Is that what this whole thing is about? I had made a mistake, one I didn’t even remember making, and he was leaving me for it? I pick up the other wine glass and fling it at his head. He ducks just in time and the glass hits the wall, shattering and splattering white wine everywhere.

“She sure is one angry lady.” The man carrying a stack of boxes sets the boxes against the wall and rubs at a wet spot on his pant leg.

“Angry? Of course I’m angry, asshole. My husband is leaving me. Why the hell wouldn’t I be angry?” I scream as loud as I can, trying to scream the pain out. As if on cue, the chandelier over the dining room table shakes and the lights flicker.

They all continue to ignore me.

I want to slap Rick, but I restrain myself.
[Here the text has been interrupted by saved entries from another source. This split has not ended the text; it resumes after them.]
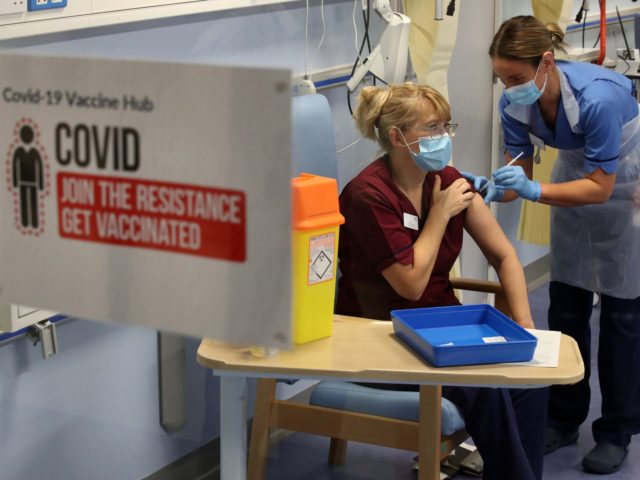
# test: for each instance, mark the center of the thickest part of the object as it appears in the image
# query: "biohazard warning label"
(175, 217)
(321, 257)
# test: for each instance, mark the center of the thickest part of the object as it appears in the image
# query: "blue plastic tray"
(463, 335)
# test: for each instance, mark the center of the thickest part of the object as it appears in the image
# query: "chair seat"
(401, 405)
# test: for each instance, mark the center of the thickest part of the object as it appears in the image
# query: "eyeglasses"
(436, 131)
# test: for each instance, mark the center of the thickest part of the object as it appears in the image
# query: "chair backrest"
(313, 142)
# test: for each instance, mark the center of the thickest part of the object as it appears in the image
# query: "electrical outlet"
(12, 6)
(46, 4)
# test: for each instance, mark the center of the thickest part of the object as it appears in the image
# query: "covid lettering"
(105, 148)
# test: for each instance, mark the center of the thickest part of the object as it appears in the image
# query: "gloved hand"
(514, 178)
(490, 193)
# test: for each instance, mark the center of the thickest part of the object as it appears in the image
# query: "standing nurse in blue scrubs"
(590, 114)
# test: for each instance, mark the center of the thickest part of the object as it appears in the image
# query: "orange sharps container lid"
(314, 202)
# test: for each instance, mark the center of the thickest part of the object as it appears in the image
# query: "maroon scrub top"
(374, 237)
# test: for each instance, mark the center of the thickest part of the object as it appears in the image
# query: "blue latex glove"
(514, 178)
(490, 193)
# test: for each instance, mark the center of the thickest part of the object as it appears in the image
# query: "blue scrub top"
(606, 101)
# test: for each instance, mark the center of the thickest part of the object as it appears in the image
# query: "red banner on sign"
(210, 222)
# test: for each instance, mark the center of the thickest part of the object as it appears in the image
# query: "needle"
(507, 165)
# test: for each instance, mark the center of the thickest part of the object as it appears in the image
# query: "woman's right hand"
(454, 199)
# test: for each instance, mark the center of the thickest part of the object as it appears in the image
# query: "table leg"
(233, 428)
(429, 438)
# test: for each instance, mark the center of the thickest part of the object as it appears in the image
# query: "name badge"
(410, 221)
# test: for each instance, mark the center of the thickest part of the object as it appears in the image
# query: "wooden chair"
(344, 425)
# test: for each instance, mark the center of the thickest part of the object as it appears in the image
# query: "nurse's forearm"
(574, 193)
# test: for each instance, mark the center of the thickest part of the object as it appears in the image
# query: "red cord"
(603, 32)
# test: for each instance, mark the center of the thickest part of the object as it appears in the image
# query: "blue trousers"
(618, 364)
(507, 426)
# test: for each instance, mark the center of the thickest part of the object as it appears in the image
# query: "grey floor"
(301, 456)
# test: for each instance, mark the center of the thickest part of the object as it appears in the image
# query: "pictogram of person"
(28, 178)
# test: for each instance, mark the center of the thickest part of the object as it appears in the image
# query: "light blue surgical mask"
(527, 93)
(434, 154)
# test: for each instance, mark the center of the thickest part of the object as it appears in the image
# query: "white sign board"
(148, 193)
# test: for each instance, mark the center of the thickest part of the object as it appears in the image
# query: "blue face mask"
(527, 93)
(434, 153)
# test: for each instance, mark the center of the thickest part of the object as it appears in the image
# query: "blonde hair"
(401, 106)
(526, 38)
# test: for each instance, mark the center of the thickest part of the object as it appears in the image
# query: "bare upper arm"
(487, 233)
(606, 182)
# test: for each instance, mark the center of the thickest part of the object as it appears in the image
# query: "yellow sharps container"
(315, 222)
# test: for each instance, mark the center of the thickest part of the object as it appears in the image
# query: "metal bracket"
(45, 333)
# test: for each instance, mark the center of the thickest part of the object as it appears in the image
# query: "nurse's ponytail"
(526, 38)
(396, 106)
(370, 103)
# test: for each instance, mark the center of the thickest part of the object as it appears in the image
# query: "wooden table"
(360, 350)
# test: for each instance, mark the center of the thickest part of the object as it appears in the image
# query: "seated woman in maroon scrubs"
(405, 214)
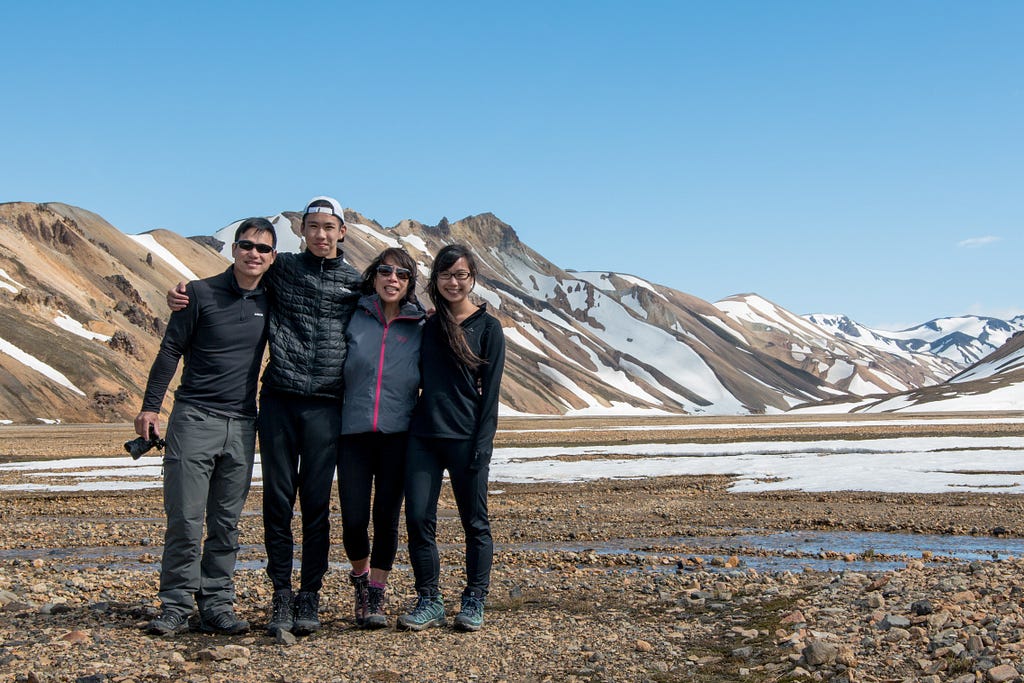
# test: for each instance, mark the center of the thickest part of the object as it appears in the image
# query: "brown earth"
(78, 580)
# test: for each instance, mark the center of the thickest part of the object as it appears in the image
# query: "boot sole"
(373, 624)
(421, 627)
(305, 629)
(466, 627)
(272, 631)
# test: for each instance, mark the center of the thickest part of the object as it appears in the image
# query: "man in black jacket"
(312, 297)
(211, 437)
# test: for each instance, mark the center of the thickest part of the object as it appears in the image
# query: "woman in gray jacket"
(382, 378)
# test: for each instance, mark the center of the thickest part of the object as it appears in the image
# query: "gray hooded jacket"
(382, 369)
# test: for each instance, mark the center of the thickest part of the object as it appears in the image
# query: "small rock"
(922, 607)
(1003, 674)
(818, 652)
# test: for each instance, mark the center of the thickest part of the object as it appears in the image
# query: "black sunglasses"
(385, 269)
(246, 245)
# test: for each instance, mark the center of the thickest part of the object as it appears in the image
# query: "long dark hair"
(396, 255)
(453, 331)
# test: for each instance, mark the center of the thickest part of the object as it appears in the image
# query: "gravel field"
(78, 581)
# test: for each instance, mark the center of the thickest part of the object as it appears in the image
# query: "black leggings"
(428, 458)
(372, 462)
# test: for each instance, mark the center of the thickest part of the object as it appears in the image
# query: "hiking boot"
(282, 612)
(376, 608)
(306, 608)
(470, 617)
(224, 623)
(428, 611)
(168, 624)
(361, 586)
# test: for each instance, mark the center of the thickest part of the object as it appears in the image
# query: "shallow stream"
(787, 551)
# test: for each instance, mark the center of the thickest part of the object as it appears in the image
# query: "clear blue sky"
(859, 158)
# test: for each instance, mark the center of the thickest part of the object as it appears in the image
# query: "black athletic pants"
(298, 442)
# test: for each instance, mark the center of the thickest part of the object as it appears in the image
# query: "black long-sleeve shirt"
(458, 402)
(221, 334)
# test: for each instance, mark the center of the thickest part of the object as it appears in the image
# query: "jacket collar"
(325, 263)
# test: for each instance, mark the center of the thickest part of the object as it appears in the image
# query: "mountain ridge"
(580, 343)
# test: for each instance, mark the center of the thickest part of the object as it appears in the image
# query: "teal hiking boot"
(470, 616)
(428, 611)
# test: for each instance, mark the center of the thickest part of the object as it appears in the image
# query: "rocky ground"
(78, 579)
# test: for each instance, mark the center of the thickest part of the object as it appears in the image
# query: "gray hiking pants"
(207, 471)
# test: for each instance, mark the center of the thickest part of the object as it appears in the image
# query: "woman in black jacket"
(453, 428)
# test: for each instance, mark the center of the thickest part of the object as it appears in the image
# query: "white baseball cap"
(334, 209)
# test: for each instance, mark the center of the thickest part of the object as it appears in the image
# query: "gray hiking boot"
(306, 613)
(361, 586)
(168, 625)
(376, 608)
(282, 612)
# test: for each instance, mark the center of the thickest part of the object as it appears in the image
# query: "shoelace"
(472, 606)
(282, 608)
(375, 601)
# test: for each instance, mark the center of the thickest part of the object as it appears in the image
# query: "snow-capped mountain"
(82, 310)
(964, 340)
(845, 356)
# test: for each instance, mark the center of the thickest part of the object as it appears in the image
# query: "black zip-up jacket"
(458, 402)
(221, 334)
(312, 301)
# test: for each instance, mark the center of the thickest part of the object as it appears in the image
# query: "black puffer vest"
(312, 300)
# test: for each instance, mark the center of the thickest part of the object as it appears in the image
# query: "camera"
(141, 445)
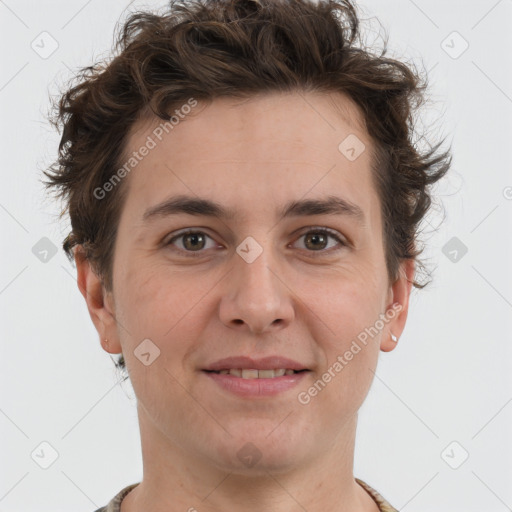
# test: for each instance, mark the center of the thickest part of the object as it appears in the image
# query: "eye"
(191, 241)
(316, 239)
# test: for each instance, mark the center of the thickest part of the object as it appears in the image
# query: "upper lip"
(266, 363)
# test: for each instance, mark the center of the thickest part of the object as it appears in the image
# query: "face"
(257, 283)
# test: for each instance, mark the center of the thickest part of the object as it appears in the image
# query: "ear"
(99, 303)
(398, 302)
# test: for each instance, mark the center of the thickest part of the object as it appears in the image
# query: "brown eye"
(317, 240)
(191, 241)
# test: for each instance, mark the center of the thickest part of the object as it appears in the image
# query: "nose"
(256, 297)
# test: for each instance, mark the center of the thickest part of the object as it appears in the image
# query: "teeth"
(257, 374)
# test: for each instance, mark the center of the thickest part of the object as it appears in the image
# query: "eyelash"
(311, 229)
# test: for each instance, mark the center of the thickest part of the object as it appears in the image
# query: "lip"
(255, 388)
(247, 363)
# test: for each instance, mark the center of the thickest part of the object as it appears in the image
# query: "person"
(245, 191)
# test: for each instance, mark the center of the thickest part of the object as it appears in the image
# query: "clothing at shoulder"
(115, 504)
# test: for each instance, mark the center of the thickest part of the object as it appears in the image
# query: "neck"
(176, 480)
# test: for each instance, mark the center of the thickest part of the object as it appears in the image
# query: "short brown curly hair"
(208, 49)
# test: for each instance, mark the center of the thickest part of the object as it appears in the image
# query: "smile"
(257, 374)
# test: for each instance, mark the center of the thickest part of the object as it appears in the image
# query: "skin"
(252, 156)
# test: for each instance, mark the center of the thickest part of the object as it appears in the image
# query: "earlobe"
(92, 289)
(397, 311)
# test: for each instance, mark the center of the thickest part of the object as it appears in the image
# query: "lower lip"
(256, 387)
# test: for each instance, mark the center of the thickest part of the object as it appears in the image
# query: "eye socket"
(326, 233)
(194, 236)
(197, 237)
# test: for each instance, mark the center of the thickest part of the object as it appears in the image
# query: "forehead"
(269, 148)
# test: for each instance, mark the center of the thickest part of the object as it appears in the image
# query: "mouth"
(252, 373)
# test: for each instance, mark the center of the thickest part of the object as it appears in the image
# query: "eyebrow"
(331, 205)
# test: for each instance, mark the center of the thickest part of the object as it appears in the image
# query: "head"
(255, 106)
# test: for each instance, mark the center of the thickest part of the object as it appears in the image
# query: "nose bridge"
(255, 295)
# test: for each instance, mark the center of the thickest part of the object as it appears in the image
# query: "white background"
(449, 378)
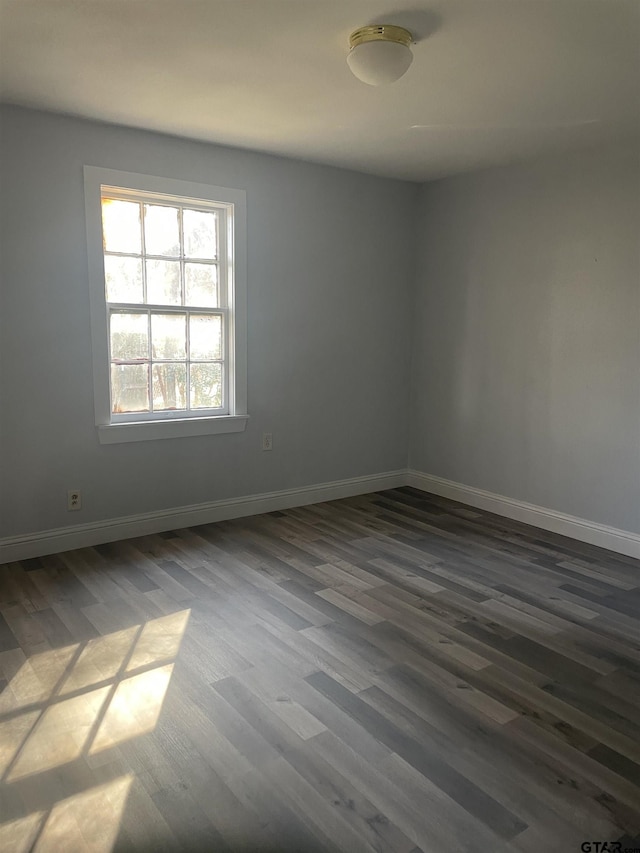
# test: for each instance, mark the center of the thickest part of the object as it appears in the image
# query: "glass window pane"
(161, 230)
(129, 388)
(206, 386)
(169, 335)
(129, 337)
(201, 285)
(163, 282)
(200, 234)
(121, 226)
(205, 336)
(169, 386)
(123, 277)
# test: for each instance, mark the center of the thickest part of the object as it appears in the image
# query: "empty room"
(320, 426)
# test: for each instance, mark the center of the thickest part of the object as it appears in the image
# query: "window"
(168, 306)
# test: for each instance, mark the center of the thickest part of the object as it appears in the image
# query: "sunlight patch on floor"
(134, 709)
(64, 705)
(86, 822)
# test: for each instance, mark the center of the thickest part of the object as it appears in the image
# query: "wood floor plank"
(393, 672)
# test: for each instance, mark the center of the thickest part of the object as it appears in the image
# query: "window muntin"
(167, 287)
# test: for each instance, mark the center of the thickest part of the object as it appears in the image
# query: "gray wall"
(526, 350)
(329, 272)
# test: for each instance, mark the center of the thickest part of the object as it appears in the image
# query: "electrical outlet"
(74, 499)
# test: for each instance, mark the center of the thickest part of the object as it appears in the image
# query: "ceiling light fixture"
(379, 54)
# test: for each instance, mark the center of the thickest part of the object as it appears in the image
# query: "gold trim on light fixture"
(380, 32)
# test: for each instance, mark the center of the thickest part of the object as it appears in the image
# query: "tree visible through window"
(167, 279)
(165, 267)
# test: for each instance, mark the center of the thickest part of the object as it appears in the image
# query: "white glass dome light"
(379, 54)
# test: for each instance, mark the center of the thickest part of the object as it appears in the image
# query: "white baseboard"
(621, 541)
(97, 533)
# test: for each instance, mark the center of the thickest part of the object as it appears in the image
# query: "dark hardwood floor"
(394, 672)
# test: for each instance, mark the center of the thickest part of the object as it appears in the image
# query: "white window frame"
(114, 428)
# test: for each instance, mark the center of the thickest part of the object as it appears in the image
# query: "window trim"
(115, 431)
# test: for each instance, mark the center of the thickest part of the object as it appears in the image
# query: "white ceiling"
(491, 81)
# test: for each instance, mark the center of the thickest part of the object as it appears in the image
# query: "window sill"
(183, 428)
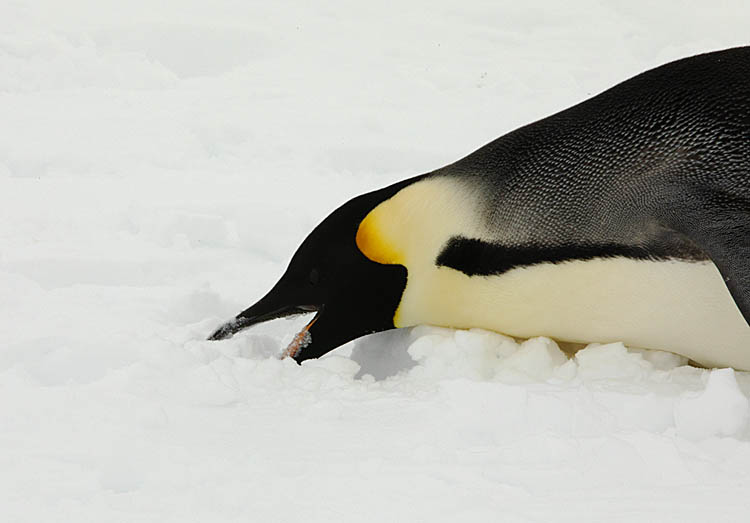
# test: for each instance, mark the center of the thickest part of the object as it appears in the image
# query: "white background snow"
(159, 164)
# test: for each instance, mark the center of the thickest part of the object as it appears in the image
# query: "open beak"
(259, 313)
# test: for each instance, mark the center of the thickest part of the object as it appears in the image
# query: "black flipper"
(721, 227)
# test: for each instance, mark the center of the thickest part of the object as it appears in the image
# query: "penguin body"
(623, 218)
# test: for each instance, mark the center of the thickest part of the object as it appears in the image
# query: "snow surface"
(160, 163)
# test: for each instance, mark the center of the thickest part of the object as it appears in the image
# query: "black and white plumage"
(623, 218)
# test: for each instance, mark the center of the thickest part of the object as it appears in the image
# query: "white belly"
(680, 307)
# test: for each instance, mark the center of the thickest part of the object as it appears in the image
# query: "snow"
(160, 163)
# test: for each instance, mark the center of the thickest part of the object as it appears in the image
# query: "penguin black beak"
(259, 313)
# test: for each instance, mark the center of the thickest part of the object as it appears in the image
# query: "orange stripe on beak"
(301, 339)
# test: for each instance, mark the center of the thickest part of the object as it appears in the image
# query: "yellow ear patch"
(371, 240)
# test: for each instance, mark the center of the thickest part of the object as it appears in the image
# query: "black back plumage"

With all of these people here who are obviously on his side, I would probably end up getting hurt myself.

Rick sighs as he walks over to the sideboard and picks up a pretty white abalone shell filled with what looks like herbs. How had I not noticed that before? Was he doing drugs now? My heart breaks in my chest at the thought. I’d tried to be the best wife I could be, but it obviously wasn’t enough.

“I haven’t found anyone able to fully exorcise her from the house, but I can make her go away for a little while.”

He lights the herbs with a lighter he picks up from beside the shell. The smoke rising up from the dish smells pleasant, but it makes me very sleepy. I try not to breathe it in, I have no idea what kind of drugs are in there and I want no part of it, but the smoke seems to follow me and cling to my hair and skin.

“Karen Stevenson, you’re dead. You don’t belong in this world any longer. I beseech you to move on to the next path of your journey.”

The room is growing darker. I can barely see the dark figures who are starting to move around the room, touching my things. Finally, I can’t see anything at all.


My husband will be home in less than an hour. It’s our anniversary, so I need to make sure everything is perfect. Rick had the entire kitchen remodeled as his present to me so I need to make sure this night is absolutely right.